Some Web Servers Drop Guest Connections (e.g. Twitter)

Some web sites drop connections from the guest, without returning anything (even headers).  This happens with twitter.com when run from

    * VMWare Fusion 2.0.2 on an OS X 10.5.5 host, with bridged networking, from a Windows XP SP3 guest

    * VMWare Player 2.0.5 on a Windows XP SP3 host, with NAT networking, from a Windows XP SP3 guest

This behavior is independent of the tool I use to send the request to the server:

    * I tried fetching http://twitter.com/ from Firefox, and the connection gets dropped before returning data to Firefox.

    * I tried using "wget --user-agent=Mozilla --server-response http://twitter.com/" and it reports "Read error (Connection reset by peer) in headers"

    * I tried using telnet to port 80 at twitter.com, and issuing "GET /" manually, and the host disconnects immediately after I press Enter after the "GET /"

Event Viewer on the Windows guests shows no errors.  Neither guest is running a firewall.  On both hosts, I can fetch the page via all the tools, but in the guest, twitter.com disconnects after receiving the request.

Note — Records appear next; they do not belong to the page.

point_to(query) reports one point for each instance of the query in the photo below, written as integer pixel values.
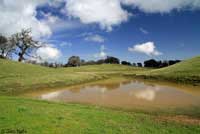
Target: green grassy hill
(18, 77)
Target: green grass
(186, 72)
(46, 118)
(16, 78)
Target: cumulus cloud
(162, 6)
(95, 38)
(22, 15)
(106, 13)
(144, 31)
(147, 48)
(102, 54)
(65, 44)
(48, 53)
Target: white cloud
(102, 53)
(147, 48)
(22, 15)
(95, 38)
(64, 44)
(144, 31)
(162, 6)
(48, 53)
(106, 13)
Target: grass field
(49, 118)
(44, 117)
(16, 78)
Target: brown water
(128, 94)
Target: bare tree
(25, 44)
(6, 47)
(74, 61)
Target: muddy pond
(126, 93)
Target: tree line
(23, 45)
(20, 44)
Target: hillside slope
(187, 71)
(17, 77)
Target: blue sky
(130, 30)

I'm not running a firewall on the OS X host.  There is firewall software on the Windows host, but I told it not to filter connections.  (I can't remove it entirely.  Corporate IT policy.)

What else could I try?  It really looks like some web servers are configured to reject GET requests that match some criteria, and VM guests match that criteria.

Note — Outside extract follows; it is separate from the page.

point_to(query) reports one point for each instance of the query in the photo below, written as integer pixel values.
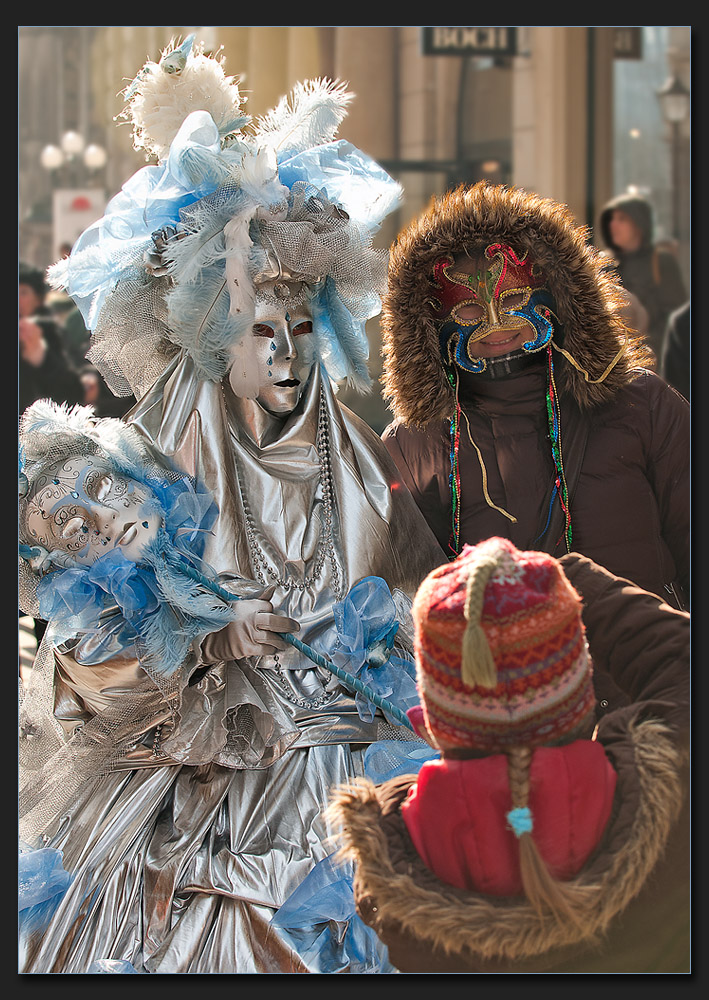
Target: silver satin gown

I'll donate $20 to a charity of your choice if you're the first commenter to come up with a solution.

more data

I know this isn't very helpful, but maybe the additional data points will start the lead to a solution.  Using vmplayer 2.5.2 hosted on ubuntu 8.04 works properly -- i.e. twitter.com loads fine.  (XPsp3 guest)

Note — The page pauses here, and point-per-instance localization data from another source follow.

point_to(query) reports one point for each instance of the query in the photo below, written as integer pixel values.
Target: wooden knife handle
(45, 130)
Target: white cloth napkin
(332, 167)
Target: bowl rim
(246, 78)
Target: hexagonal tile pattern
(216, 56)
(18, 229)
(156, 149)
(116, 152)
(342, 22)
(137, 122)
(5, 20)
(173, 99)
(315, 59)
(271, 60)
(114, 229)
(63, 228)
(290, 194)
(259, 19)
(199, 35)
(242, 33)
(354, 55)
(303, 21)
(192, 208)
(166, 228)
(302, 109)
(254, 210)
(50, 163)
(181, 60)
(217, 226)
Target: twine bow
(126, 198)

Your symptoms, especially manually entering "GET /" and having the connection drop immediately after the enter actually sounds like the connection is not being established properly.

Perhaps you could use wireshark to capture packets from the guest and determine which party is closing the connection or if there is anything odd in the data compared to a connection from the host.

Agreed

Thanks for commenting.

I agree with your diagnosis.  It does sound like the TCP session is not fully established.  Given that it works with an Ubuntu host but not a Windows host, I'm thinking that something isn't quite right on the packet header when it passes through the Windows host.

Capturing and analyzing packets is probably what it will take to solve the problem, but that's not something I can do off the top of my head, and I can't invest that much time right now.  Maybe someday...

It is most peculiar that it only affects SOME web sites.  My guess is that it fails on web sites where there's a load balancer or a reverse proxy that is configured to require strict RFC adherence, in an attempt to secure against attacks of some sort.